Usable electricity doesn’t just appear, but is generated from a pre-existing or primary energy; one of the great decisions of the 21st century will be how we choose to generate electricity. We have established that there are under consideration three main carbon-reduced or carbon neutral “clean” primary energies for electricity: renewable energy, nuclear energy, and coal with carbon sequestration. While electricity itself is “flex-fuel,” meaning any and all of these methods can be used to generate electricity, we will need to arrive at a differentiation of, if not a prioritization of, which methods are going to be the most sustainable and ultimately the main driver of the new electron economy, post-coal and post-oil. To guide policy and investment, we can create a “loading order” for these resources, though a multi-track approach is also probable if not desirable.

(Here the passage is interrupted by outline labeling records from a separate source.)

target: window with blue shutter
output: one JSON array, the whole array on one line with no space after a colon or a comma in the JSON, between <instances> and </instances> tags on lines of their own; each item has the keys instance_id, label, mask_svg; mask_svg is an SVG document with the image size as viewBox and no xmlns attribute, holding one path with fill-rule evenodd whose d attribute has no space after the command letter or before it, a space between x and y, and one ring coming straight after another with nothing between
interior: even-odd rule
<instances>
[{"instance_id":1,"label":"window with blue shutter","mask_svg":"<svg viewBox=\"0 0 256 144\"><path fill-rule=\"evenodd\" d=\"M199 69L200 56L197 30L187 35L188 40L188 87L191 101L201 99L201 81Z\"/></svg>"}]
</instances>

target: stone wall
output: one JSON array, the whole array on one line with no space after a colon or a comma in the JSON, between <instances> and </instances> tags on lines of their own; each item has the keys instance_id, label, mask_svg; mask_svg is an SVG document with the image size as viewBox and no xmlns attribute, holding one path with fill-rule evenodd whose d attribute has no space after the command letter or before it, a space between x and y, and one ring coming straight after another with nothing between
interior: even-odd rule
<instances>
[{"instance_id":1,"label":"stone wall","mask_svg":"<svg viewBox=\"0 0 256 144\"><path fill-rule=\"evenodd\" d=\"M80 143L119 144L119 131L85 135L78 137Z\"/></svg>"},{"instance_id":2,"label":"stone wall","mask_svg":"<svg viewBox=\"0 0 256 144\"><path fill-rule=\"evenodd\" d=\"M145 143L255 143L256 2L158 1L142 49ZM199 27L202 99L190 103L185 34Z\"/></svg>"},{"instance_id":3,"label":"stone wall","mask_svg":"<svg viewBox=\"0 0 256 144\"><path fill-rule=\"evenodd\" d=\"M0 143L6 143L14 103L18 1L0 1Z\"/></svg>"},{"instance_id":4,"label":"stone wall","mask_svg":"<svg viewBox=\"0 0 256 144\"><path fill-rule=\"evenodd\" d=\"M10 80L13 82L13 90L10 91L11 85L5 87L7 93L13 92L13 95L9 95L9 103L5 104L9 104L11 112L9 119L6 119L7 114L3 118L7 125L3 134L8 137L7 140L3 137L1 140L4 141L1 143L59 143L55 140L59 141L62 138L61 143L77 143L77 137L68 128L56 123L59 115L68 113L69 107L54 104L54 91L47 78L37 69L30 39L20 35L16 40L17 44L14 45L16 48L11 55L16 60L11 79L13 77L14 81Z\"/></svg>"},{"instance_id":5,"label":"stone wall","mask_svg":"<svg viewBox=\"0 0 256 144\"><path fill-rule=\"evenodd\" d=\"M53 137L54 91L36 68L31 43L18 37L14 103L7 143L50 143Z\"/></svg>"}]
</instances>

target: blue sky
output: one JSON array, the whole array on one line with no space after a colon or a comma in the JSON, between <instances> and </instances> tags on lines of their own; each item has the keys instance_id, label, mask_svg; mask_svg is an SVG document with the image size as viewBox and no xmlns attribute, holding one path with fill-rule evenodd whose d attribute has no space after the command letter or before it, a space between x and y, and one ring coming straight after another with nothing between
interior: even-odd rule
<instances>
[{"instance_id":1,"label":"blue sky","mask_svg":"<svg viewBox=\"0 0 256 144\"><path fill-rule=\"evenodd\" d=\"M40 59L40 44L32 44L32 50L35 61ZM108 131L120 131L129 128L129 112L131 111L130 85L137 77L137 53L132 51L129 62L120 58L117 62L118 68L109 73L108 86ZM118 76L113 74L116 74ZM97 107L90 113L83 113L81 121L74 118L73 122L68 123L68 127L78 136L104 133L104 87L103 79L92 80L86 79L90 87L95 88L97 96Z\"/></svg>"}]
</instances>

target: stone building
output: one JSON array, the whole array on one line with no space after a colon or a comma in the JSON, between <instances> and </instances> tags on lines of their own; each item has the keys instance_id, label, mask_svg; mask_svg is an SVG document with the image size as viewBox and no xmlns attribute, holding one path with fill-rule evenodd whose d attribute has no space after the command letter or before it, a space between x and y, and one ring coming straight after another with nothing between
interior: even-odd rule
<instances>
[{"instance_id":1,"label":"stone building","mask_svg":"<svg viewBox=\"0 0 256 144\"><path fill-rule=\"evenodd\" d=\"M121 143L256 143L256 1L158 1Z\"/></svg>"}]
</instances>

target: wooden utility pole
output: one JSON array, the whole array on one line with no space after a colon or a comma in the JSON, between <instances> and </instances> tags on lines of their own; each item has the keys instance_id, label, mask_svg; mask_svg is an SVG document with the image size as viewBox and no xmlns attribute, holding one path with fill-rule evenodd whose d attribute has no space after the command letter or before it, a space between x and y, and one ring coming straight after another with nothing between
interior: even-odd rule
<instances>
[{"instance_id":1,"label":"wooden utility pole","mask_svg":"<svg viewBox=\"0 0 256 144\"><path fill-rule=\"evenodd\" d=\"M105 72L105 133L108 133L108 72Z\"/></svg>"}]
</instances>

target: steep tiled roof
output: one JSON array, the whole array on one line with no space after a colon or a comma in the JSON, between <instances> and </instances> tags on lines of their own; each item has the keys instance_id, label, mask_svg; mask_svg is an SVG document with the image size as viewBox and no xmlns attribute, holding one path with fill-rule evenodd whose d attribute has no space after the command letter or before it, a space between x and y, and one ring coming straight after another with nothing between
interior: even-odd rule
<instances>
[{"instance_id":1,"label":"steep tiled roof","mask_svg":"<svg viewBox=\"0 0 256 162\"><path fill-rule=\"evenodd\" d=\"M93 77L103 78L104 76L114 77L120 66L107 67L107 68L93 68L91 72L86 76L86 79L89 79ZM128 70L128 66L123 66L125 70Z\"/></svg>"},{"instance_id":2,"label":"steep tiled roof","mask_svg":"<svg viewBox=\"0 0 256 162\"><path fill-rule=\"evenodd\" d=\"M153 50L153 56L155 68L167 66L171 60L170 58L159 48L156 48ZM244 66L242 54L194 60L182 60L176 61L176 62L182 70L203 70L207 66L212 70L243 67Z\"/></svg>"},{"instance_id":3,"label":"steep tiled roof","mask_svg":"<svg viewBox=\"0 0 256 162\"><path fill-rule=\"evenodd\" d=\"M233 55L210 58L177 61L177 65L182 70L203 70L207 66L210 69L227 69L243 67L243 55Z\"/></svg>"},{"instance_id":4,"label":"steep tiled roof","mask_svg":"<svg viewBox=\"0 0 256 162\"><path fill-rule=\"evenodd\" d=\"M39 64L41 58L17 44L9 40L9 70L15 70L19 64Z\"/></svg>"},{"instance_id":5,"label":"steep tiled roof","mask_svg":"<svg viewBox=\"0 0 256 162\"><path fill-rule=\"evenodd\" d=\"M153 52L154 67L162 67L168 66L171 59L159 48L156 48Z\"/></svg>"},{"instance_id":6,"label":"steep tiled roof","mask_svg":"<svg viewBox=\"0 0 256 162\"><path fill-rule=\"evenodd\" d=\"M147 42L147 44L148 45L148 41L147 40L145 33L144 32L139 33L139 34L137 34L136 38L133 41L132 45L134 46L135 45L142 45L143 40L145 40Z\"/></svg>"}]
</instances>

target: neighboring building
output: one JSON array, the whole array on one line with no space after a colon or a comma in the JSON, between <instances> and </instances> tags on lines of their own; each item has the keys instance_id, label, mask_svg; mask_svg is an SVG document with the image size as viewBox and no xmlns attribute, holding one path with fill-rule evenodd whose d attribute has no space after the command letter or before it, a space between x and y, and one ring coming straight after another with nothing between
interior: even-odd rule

Third place: the coal/CCS electron economy

Is coal with carbon capture and storage (CCS) the primary energy source for the Electron Economy? Of the three alternatives, coal generation with CCS is the least promising and has some major strikes against. However, it does have advantages as well.

CCS technology already builds on the practice in the oil industry of pumping carbon dioxide into oil and gas wells to increase yield by forcing out more oil and natural gas

CCS technology already builds on the practice in the oil industry of pumping carbon dioxide into oil and gas wells to increase yield by forcing out more oil and natural gas

Pro:

  • Taps into a still vast energy store (coal deposits) so can be called upon when needed independent of weather conditions and in response to electric demand.
  • Provides jobs and revenue for existing industries and communities (coal mining and coal transport)

Con:

  • Uses an unsustainable fuel — coal will run out
  • Coal mining is often very destructive to the landscape and to coal miners.
  • Mass carbon dioxide release from underground is considered unlikely but potentially lethal for people and wildlife as well as defeating the purpose of CCS.
  • CCS may not reduce or eliminate the other pollutants associated with coal combustion including mercury emissions, SOx and NOx.
  • There are still no functioning plants/it is an experimental technology.
  • CCS plants will be much more expensive than existing coal plants, removing one of the prime selling points of coal, i.e. that it is cheap.
  • CCS or “clean coal” has been used as a public relations “cover” to justify the building of new coal generating plants without adding the “optional” CCS facilities.

Coal with CCS may have a role in a transition to a more sustainable energy system but it is by design a stop-gap solution.